George then went to Stanford as a graduate student in theoretical nuclear physics and mathematics, receiving his PhD in 1956 for a study of Fierz–Pauli spin 3/2 particles and the anomalous magnetic moment of the muon, under Leonard Schiff and D.R. Yennie. His first paper studied the effect of the finite size of the nucleus on muon pair production by gamma rays. At Stanford, George met and later married Mary Adams, a fellow Stanford student, and they proudly raised two sons, Peter and Henry. Mary, a biochemist, died in 1980. In later years, George was again happily married to Joyce Rawitscher, who passed away in 2016.

Rawitscher was instructor at the Physics Nuclear Structure Center (University of Rochester) for two years and then joined the Yale physics department as instructor and assistant professor, doing research in collaboration with the formidable Gregory Breit and remaining there until 1964. He then joined the physics department at the University of Connecticut in Storrs as an associate professor before becoming professor of physics in 1972. He remained at UConn after “retiring” in 2009 as emeritus research professor. He continued active research in nuclear physics, computational physics, and ultracold atomic collision physics until days before his death.

George’s academic honors included an early research fellowship award from the Alexander von Humboldt Foundation (Germany) in 1964. He became a fellow of the American Physical Society, nominated by the Division of Nuclear Physics, in 2016.

While at the University of Connecticut, George took academic leaves at the Max Planck Institut fuer Kernphysik in Heidelberg (1964–66), the Laboratory for Nuclear Science at MIT (1972), the University of Surrey, England (1973), and the University of Maryland (1987–88). He served on the board of directors of the Bates Users Theory Group at MIT (1982–85) and the Executive Committee of the American Physical Society Topical Group on Few Body Systems and Multi-Particle Dynamics (1993–95). He gave a number of invited presentations in nuclear theory at conferences, publishing approximately 88 refereed papers plus numerous conference proceedings.

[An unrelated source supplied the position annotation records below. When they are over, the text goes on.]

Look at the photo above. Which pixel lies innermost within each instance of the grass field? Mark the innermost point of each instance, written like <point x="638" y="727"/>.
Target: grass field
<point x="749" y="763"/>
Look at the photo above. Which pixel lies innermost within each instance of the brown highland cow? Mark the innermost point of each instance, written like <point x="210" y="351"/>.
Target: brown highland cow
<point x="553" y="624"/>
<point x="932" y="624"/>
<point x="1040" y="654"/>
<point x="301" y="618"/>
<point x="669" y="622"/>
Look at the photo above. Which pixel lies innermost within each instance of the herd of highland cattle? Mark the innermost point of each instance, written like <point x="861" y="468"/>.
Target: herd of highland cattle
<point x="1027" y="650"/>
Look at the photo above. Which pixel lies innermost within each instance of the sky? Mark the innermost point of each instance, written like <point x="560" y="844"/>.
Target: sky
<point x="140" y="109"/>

George’s research involved scattering problems using nonlocal optical models of nuclear processes, coupled-channel reaction mechanisms for nuclear breakup (such as the [e,e’p] reaction), and virtual nuclear excitations. Recently he emphasized development of numerical methods such as the Galerkin and spectral expansions for solving integral equations, applying these recently to studies of ultracold atomic collisions. Recent papers (2015–17) concerned “Revival of the phase-amplitude description of a quantum-mechanical wave function.”

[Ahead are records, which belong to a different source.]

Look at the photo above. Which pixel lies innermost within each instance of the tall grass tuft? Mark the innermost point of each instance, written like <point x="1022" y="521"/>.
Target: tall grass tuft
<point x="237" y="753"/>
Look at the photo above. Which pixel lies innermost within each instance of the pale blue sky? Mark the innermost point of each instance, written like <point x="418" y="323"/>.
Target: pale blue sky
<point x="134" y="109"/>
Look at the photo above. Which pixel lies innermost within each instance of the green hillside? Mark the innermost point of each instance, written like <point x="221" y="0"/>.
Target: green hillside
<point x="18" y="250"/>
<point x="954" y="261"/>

George was an engaged and untiring participant, both in his department and in the general community up to his last moments. Promoting public awareness and activism on ameliorating global climate change, he and his wife Joyce were active in the peace movement. A member of the Storrs, Connecticut Quaker Meeting, he was active in community service, for example serving on the Town of Mansfield Sustainability Committee. He summarized his lifelong expertise in numerical computational physics in a nearly-finished book, under contract with Springer, with two younger coauthors from Brazil. A dedicated and effective undergraduate teacher and empathetic mentor to many graduate students, colleagues, and collaborators, he gave greatly to the Physics Department for more than 50 years, earning a special place in our hearts. George’s inspiring example will be very much missed at the University and by his colleagues, family, and many friends.